In a Space Age version of fighting fire with fire, French scientists have suggested using one asteroid to destroy another rather than letting Earth get pummeled.
The offbeat plan is intentionally incomplete and would allow the planet to be showered by fragments. But it might be better than a civilization-ending whack.
No asteroids are presently known to be on collision courses with Earth. But existing holes in the ground suggest that inevitably one will eventually be found. There is no firm plan for how to deflect or destroy an incoming asteroid, though scientists have pondered firing rockets at them, moving them gently with solar sails, or nudging them with nuclear explosions.
Lock and load
The new idea is to capture a relatively small asteroid—perhaps 100 feet (30 meters) wide—by sending a robot to it.
The robot would heave material from the asteroid's surface into space, and the reaction force would gradually direct the asteroid to a Lagrange point, one of a handful of nodes along Earth's orbit where the gravity of Earth and the Sun balance out.
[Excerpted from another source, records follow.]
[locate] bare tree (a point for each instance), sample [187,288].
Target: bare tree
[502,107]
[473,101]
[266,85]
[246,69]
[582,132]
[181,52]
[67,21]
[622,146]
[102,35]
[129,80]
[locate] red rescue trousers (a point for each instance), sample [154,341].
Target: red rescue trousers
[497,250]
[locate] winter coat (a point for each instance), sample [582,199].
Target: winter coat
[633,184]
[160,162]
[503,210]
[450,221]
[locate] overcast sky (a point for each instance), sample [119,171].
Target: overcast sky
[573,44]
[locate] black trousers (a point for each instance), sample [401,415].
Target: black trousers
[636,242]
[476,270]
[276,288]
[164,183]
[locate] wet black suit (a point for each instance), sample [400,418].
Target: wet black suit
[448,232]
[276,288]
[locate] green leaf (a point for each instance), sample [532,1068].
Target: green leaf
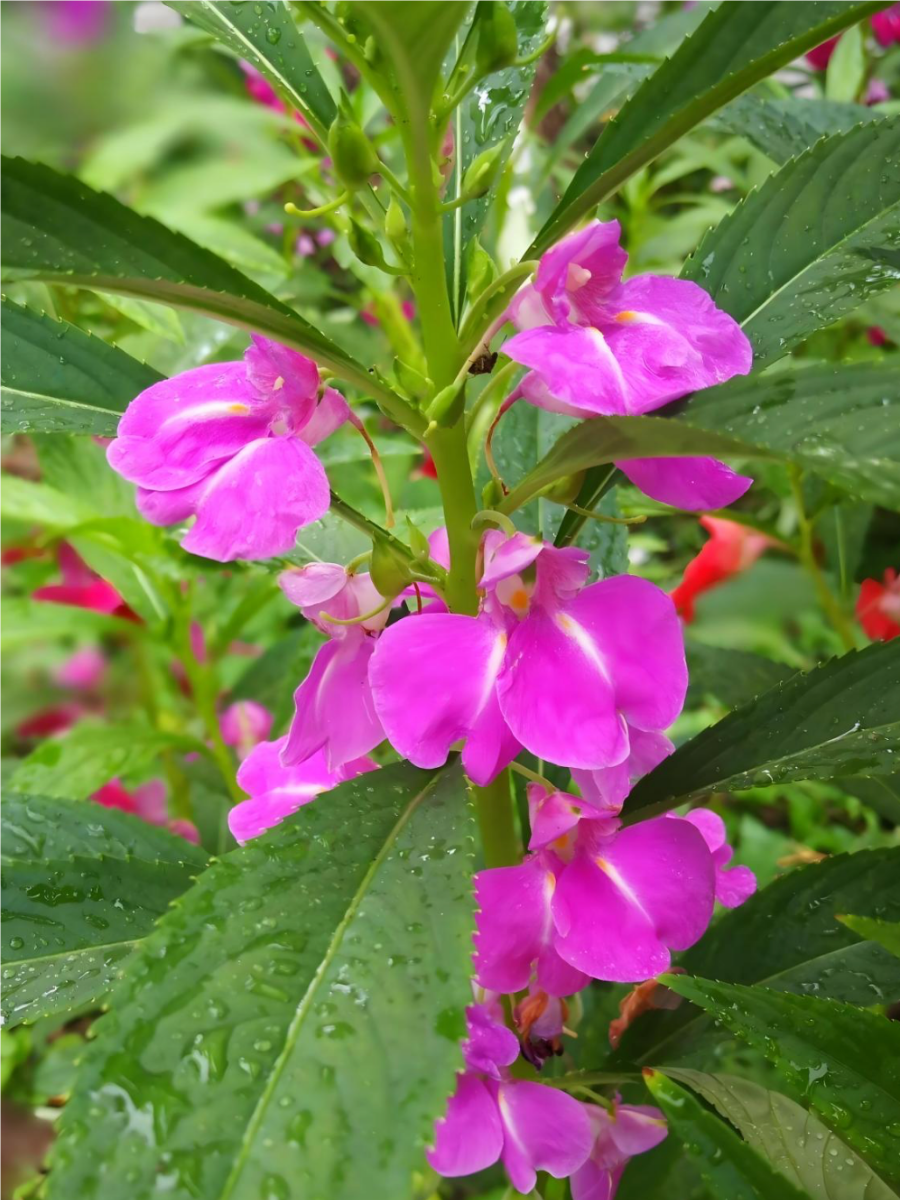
[789,937]
[732,677]
[793,1140]
[489,115]
[35,621]
[838,423]
[36,827]
[885,933]
[739,43]
[69,924]
[53,377]
[846,67]
[291,1029]
[729,1167]
[840,719]
[840,1061]
[90,755]
[269,40]
[811,244]
[53,227]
Scientists know that object can be kept stable at a Lagrange point with little or no energy.
The captured rocky weapon would be held there, traveling around the Sun ahead of or behind the Earth, held until needed.
Then, if a large asteroid threatens to hit us, the small one is moved into its path, using the same heaving technique. The rocks collide, and the big one is broken into somewhat less harmless bits.
The collision disperses the fragments of the incoming asteroid, so that not all of them hit the planet.